En peu de temps, l’AS Normandie a grandi et compte désormais 52 licenciés répartis sur trois catégories : U13, U15 et U18 ; celle-ci participant au championnat de Régional 1. Le club s’est forgé une petite réputation, au point de disputer un tournoi en Espagne, où il retournera cette année. "On a quelques tournois, notamment à l'étranger. Là, c'est la troisième fois qu'on part en Espagne avec les U15". Les plus âgés eux, sont en pleine bourre. Ils seront sur le pont ce samedi (4 avril), à Oissel, pour le premier quart de finale de Coupe nationale de leur histoire. "C’est paradoxal, car nos tours régionaux nous ont semblé plus difficiles que notre entrée en lice sur le plan national", explique Ben Mladjao. "Ces rencontres ont été serrées, et puis on a joué notre huitième de finale en Dordogne. À ce niveau, c’est un peu le meilleur de chaque région qui est présent, mais de grosses disparités de niveau existent". En effet, ses petits protégés n’ont pas fait dans la demi-mesure en s’imposant 14-2 sur le parquet de la GJ Foothislécole, à Bergerac, le 14 mars.
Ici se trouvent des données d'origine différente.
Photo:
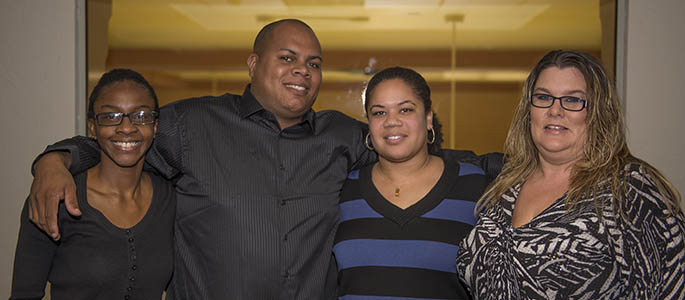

"Le fonctionnement de notre équipe est un peu particulier, car on a monté une section sport-études avec le lycée technologique Les Bruyères (situé à Sotteville-lès-Rouen). Les jeunes sont en internat et s’entraînent deux à trois fois par semaine à partir de 15 heures". Au regard de cette évolution, on pourrait penser que ces joueurs constitueront à terme la formation senior à l’AS Normandie. Mais ce n'est pas si sûr. Enfin, cela ne figure pas au programme, pour l'instant. Avant d'envisager de franchir cette étape, Ben Mladjao veut prolonger un peu le plaisir avec cette génération en essayant de décrocher une place dans le futur championnat national U19 de futsal, à l’instar de celui qui existe dans le foot à 11. "Ce sont des U16 qui sont passés U17, donc il leur reste une année en U18. Et si on arrive à participer au championnat national U19 qui se lance en septembre 2026, cela leur donnera deux ans de pratique en plus, voire trois pour certains". Pour quelques-uns d’entre eux, il faudra alors faire des « choix de carrière », continuer à 11 ou se lancer pleinement dans le futsal. Mais en attendant cette hypothétique situation, ils ont un quart de finale de Coupe de France à disputer, et si possible à gagner pour marquer l’histoire normande de cette discipline.

> Futsal. Coupe nationale U18. AS Normandie (R1) / FC Mouvaux (R1), samedi 4 avril à 15 H 30 au Complexe Germinal de Oissel.